Grade: C (largely because the crabs were awesome)
This was your standard “don’t judge a book by its cover” episode. The crabs were awesome. But for some reason, I really like the trope of straight-laced law enforcement has to deal with whimsical bullshit. Everything else sucked. [bat: The Keystone (Crab-stone?) Cops of Dream Valley. Though, I half understand why crabs but, like…. nope, not going to expend valuable brain time pondering the ideas and justifications of this shitty writing.]
Megan and the ponies never once took responsibility for: 1) not listening to the crabs’ warnings; or 2) imprisoning them. Masquerade’s apology was petulant at best. Megan was utterly pointless. There were two instances where Masquerade said they needed her, and what did she do? Nothing. She just went along with what was there.

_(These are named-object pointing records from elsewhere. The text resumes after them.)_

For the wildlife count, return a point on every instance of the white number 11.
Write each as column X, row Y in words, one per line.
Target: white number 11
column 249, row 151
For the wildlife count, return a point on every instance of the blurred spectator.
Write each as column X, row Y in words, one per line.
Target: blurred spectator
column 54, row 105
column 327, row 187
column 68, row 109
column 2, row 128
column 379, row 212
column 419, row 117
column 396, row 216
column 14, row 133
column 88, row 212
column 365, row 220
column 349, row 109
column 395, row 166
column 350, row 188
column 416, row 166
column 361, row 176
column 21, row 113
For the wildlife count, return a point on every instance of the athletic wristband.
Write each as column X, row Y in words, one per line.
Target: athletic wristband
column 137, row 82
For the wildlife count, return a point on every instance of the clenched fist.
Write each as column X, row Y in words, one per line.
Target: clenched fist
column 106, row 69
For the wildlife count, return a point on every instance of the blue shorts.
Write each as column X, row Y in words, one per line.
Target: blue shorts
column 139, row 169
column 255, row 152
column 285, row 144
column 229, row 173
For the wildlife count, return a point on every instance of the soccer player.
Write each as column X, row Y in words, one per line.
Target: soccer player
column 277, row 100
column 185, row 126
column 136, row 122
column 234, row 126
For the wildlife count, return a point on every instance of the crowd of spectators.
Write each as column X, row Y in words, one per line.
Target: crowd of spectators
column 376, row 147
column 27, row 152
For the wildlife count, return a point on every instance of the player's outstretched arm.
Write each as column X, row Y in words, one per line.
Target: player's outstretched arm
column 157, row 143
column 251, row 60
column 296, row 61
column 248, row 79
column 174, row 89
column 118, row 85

Urgh. This was just irritating.
[bat: Agreed. I’m giving it at D+, because this is scraping the bottom of the barrel here. We’re down to a few episodes left and it’s painfully obvious that no writer was prepared for a 50 episode season. I think all of their energy and ideas went to Flutter Valley, since they basically had to re-hash the plot of the failed MLP film and stretch it across 10 episodes. Again, another episode where an important life lesson is drastically mishandled and no one (pony or viewer) becomes the wiser for it. Sigh.]